Dalam forum tersebut, berbagai permasalahan yang dialami PPPK di lapangan diangkat ke permukaan — mulai dari tidak adanya perlindungan hukum yang kuat, ketidakjelasan jenjang karier, hingga rasa tidak aman karena kontrak kerja yang terbatas waktu.
Isu Perlindungan Hukum dan Hak Pensiun Jadi Sorotan
Salah satu tuntutan utama para PPPK adalah kepastian hukum dan jaminan pensiun, dua hal yang selama ini menjadi pembeda paling mencolok antara status PPPK dan PNS.
Banyak PPPK merasa posisi mereka masih “setengah hati”: sudah diakui sebagai bagian dari ASN, namun belum memperoleh hak-hak penuh sebagaimana PNS, terutama terkait jaminan hari tua, hak pensiun, dan kepastian karier jangka panjang.

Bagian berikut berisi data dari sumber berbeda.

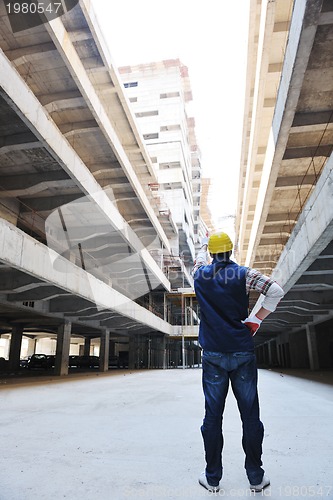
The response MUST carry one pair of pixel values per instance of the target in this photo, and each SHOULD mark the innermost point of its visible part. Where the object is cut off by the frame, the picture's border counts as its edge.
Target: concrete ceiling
(285, 198)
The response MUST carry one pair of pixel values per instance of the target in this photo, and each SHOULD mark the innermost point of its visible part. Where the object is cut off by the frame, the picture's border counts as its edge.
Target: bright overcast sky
(210, 38)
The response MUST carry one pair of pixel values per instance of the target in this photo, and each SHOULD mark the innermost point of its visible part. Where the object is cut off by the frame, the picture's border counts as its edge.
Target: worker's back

Dalam forum RDPU tersebut, perwakilan PPPK menyampaikan aspirasi agar Komisi II DPR RI memasukkan pasal khusus dalam RUU ASN yang memungkinkan peralihan PPPK menjadi PNS tanpa melalui seleksi ulang, serta memastikan hak pensiun dan jaminan sosial diatur secara adil dan proporsional.
Mereka berpendapat, PPPK yang telah bertahun-tahun mengabdi dan lulus seleksi kompetitif seharusnya dianggap layak untuk mendapatkan status kepegawaian tetap tanpa harus mengulang seluruh proses dari awal.
DPR: Harus Ada Kesepakatan dengan Pemerintah
Meski menyambut baik aspirasi tersebut, Dede Yusuf menegaskan bahwa DPR tidak dapat memutuskan sepihak soal perubahan status PPPK menjadi PNS. Hal ini harus menjadi keputusan bersama antara DPR dan pemerintah, karena menyangkut implikasi anggaran, sistem kepegawaian, dan hukum administrasi negara.
“DPR tidak bisa sendiri membahasnya, harus bersama pemerintah juga,” ujar Dede.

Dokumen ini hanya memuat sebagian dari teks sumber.